I slide the balcony door back shut. “It’ll be good, I promise.”
He mulls it over and then grins and gives me a light, quick kiss that makes me blink with surprise at how natural it feels. “It will, with you.”
Sam goes to get ready and I first press my fingers against my lips because, wow, kissing Sam never gets old. Then I wonder if I’m a complete dumbass to be dragging Sam out in the rain for an outdoor adventure when I could have suggested we have indoor ones.
Maybe later.
Finally, I check for the umbrella that must come with the room because I know rich people don’t have to remember to bring things like that when they travel. I only have one so I knock on Fangli’s door. Mei answers and waits for me to speak.

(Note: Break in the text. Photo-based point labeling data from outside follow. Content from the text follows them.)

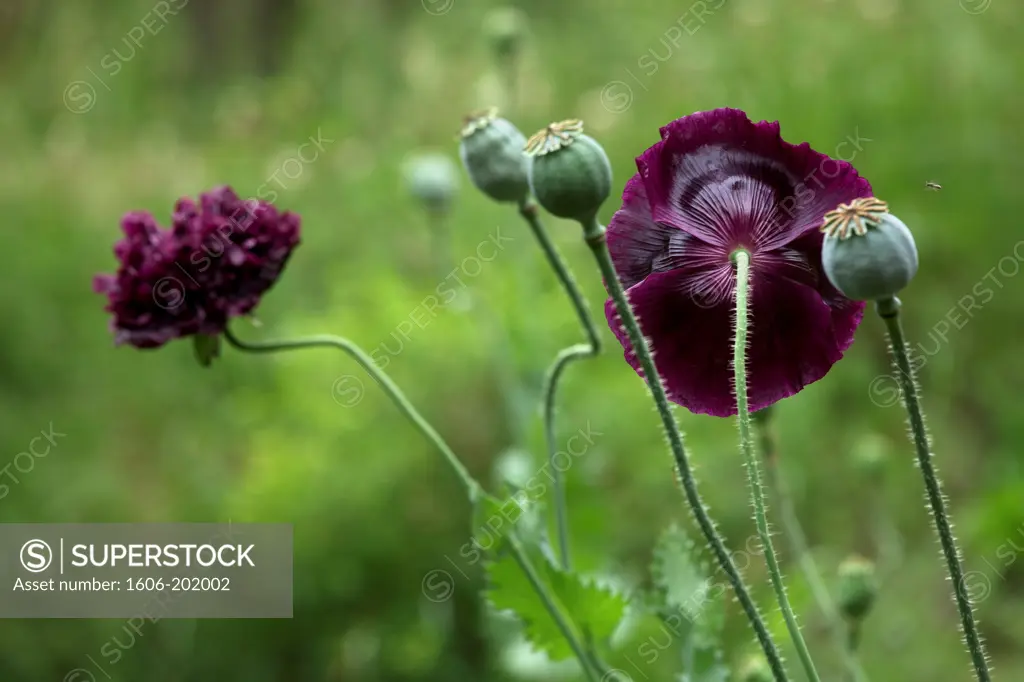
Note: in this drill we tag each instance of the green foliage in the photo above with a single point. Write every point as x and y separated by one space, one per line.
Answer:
594 610
152 436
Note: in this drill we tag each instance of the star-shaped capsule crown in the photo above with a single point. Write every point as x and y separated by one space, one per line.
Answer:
854 218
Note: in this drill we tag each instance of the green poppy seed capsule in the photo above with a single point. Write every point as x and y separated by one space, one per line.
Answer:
868 254
755 669
491 150
432 179
569 172
857 588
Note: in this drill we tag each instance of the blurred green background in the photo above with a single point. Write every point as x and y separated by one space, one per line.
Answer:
109 107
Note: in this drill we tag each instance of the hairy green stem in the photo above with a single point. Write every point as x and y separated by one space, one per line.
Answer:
888 309
594 236
593 346
473 488
801 548
741 260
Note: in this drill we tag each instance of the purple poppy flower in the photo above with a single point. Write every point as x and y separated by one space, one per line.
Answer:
717 182
212 264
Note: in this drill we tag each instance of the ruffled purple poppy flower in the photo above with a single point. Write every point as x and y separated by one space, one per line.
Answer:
213 264
715 183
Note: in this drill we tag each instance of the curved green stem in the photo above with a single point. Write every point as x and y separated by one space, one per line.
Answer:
528 211
594 235
474 489
741 259
801 549
563 623
888 309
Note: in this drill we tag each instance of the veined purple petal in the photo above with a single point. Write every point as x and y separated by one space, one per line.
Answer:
717 182
795 339
726 179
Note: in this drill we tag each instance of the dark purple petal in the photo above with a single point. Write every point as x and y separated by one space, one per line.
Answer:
733 182
717 182
215 262
795 340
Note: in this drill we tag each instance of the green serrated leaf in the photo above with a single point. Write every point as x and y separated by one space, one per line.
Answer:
595 609
686 587
704 664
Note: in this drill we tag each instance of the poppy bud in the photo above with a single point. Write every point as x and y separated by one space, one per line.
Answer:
857 588
570 174
869 455
431 179
867 253
491 150
505 28
755 670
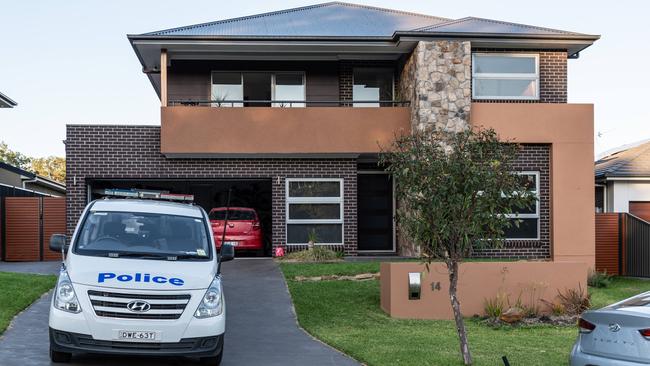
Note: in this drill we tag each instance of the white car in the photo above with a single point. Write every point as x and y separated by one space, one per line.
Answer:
141 277
616 335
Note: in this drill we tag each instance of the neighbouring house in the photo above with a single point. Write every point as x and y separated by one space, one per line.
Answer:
6 102
623 181
288 111
17 182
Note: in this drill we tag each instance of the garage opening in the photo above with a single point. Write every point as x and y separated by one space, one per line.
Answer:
209 194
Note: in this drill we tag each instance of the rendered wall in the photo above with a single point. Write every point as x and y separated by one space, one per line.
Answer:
478 281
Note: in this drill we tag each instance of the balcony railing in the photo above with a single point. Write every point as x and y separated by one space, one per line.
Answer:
193 131
290 103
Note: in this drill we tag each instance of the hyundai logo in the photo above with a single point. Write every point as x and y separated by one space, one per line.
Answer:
138 306
614 327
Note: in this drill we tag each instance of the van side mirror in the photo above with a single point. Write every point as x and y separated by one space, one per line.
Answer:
57 242
227 252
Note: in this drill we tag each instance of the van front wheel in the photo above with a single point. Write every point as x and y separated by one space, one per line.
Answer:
214 360
59 357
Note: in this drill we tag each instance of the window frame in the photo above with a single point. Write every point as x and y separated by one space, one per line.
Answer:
535 215
505 76
392 84
307 200
300 104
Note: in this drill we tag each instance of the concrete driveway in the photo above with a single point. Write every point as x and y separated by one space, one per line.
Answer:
261 327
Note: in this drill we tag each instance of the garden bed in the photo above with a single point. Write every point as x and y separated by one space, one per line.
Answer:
346 315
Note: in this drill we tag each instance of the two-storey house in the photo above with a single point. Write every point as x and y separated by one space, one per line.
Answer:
288 111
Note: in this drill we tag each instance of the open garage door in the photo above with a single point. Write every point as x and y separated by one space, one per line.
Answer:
209 194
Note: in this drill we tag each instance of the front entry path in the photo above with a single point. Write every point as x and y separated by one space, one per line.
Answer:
261 327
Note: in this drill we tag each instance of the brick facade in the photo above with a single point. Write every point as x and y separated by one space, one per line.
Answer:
552 77
533 157
123 152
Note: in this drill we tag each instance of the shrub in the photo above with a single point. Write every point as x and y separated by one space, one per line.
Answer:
599 279
315 254
556 308
574 301
495 306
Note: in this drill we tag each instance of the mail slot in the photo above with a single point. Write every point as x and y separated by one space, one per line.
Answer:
415 285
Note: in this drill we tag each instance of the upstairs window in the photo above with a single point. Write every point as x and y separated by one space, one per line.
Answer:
258 89
505 76
372 84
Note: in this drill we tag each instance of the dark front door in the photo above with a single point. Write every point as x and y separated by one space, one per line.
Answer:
375 212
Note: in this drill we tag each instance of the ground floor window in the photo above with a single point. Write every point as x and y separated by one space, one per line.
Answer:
528 219
314 205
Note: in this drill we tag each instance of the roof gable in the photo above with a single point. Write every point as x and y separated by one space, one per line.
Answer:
333 19
490 26
633 162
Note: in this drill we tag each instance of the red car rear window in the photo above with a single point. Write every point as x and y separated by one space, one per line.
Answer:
233 215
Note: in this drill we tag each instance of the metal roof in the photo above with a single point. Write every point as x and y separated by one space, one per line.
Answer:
31 175
6 102
339 19
632 162
482 25
333 19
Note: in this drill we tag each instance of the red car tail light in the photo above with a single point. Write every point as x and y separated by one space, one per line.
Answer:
645 333
585 326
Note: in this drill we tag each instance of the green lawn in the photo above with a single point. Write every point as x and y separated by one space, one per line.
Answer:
18 291
347 316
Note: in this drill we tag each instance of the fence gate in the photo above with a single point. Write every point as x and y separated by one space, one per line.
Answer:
608 243
26 224
637 238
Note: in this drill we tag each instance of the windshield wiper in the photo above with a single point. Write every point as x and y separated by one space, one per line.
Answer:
158 256
173 257
143 255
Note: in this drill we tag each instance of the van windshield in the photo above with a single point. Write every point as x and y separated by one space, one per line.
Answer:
143 235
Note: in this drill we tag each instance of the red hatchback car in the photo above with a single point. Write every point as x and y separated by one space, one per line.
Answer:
244 231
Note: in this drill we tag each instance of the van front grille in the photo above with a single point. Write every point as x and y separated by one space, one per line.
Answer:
114 305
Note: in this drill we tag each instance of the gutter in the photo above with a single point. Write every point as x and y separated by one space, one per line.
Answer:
36 179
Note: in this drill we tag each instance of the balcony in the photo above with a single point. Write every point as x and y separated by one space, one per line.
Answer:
211 129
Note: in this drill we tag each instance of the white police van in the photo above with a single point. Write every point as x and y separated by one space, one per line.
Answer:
141 277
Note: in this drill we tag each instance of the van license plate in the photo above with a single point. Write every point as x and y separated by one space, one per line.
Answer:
137 335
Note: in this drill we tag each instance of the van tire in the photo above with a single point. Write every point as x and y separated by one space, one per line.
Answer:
214 360
59 357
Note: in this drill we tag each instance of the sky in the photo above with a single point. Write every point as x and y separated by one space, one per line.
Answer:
69 62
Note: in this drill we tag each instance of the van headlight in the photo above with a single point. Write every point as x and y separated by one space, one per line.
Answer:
64 297
212 302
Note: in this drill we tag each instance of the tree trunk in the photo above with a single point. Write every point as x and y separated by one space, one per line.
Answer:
452 266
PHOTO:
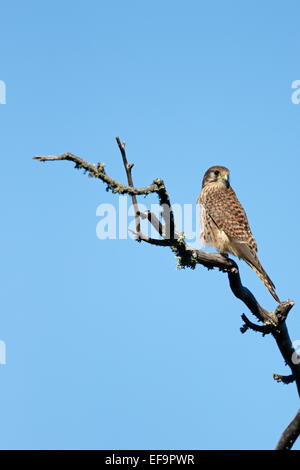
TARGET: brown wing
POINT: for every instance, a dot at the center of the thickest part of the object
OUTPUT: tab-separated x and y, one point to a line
228	214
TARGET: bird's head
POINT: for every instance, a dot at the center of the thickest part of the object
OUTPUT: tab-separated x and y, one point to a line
216	174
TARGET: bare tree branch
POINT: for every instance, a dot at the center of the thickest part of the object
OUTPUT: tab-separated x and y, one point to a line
128	169
187	257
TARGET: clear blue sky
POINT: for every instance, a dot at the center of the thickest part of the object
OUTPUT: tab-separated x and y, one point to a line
108	345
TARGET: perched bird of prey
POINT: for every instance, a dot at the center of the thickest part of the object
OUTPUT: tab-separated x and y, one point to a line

“Do you have any umbrellas?” I ask. “Sam and I are going on a date so I need two.”
Her face freezes. “Pardon?”
“Not a date,” I rush to explain. “A walk. It’s not a date-date. Do you think Fangli will be mad?” I can’t ask if she and Mei want to come because we can’t be together.
“Excuse me.”
She shuts the door in my face. I stand there, shocked. Mei is never rude. Cold, yes, even abrupt, but never rude. Then the door opens and Mei hands out an umbrella.
“Oh, thanks,” I say. “Uh, everything good?”
“Have a nice day.” This time she waits until I turn to shut the door.
I let it go—Mei is an eternal mystery to me—and go to meet Sam.
“Where are we going?” He takes the umbrella I hand him. I realize Sam doesn’t have many surprises in his life—everything is scheduled—and decide to make him wait to know.
“You’ll see.”
It’s a twenty-minute walk, and Sam badgers me about our destination the entire way, laughing when I give him increasingly silly locations.
“The elevator at the end of the world?” he repeats. “You just said it was the invisible shopping center.”